Compression garments like socks or abdominal binders can help improve blood flow and reduce symptoms. Medications to help regulate heart rate and blood pressure may be prescribed in some cases. These medications are often prescribed off-label since there are currently no medications licensed specifically for PoTS.
One of the challenges in dealing with PoTS is the lack of a separate clinical guideline provided by the National Institute for Health and Care Excellence (NICE).
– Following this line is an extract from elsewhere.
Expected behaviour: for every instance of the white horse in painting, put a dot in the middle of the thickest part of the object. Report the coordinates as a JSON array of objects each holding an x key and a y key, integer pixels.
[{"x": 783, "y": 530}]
For those seeking information, the NHS website directs individuals to the PoTS UK website as a valuable resource for further insights.
Symptom overlap and differences with ME/CFS
ME/CFS is associated with various conditions, among which POTS stands out due to its significant symptom overlap. While there are numerous commonalities, there are also key differences between them.
Both PoTS and ME/CFS are associated with fatigue, hence it is important for people with ME/CFS who have comorbid PoTS to understand that treatment options are available for the latter.
As with PoTS, individuals with ME/CFS often report orthostatic intolerance, meaning that symptoms worsen upon assuming an upright position despite not qualifying for a PoTS diagnosis.
Perhaps the most significant difference between PoTS and ME/CFS is their response to exercise. While graded exercise can be beneficial for some PoTS patients when carefully managed, it is typically contraindicated in ME/CFS. For many with ME/CFS, graded exercise can lead to post-exertional malaise and significant worsening of symptoms.
According to a review into PoTS, whilst the long-term prognosis of PoTS is not well explored, around 50% of patients spontaneously recover within one to three years. This contrasts with ME/CFS which, whilst individuals may report improvements in symptoms, has lower prospects of recovery.
Living with PoTS can be challenging, but with proper management and support, many individuals experience major improvements in quality of life. Collaboration with healthcare professionals and support from friends and family are invaluable in coping with the emotional toll of chronic illness.
PoTS Awareness Day is a vital occasion for raising awareness and advocating for research into this often under-recognised condition. By sharing information about PoTS and its distinctions from ME/CFS, we aim to promote greater understanding of both conditions.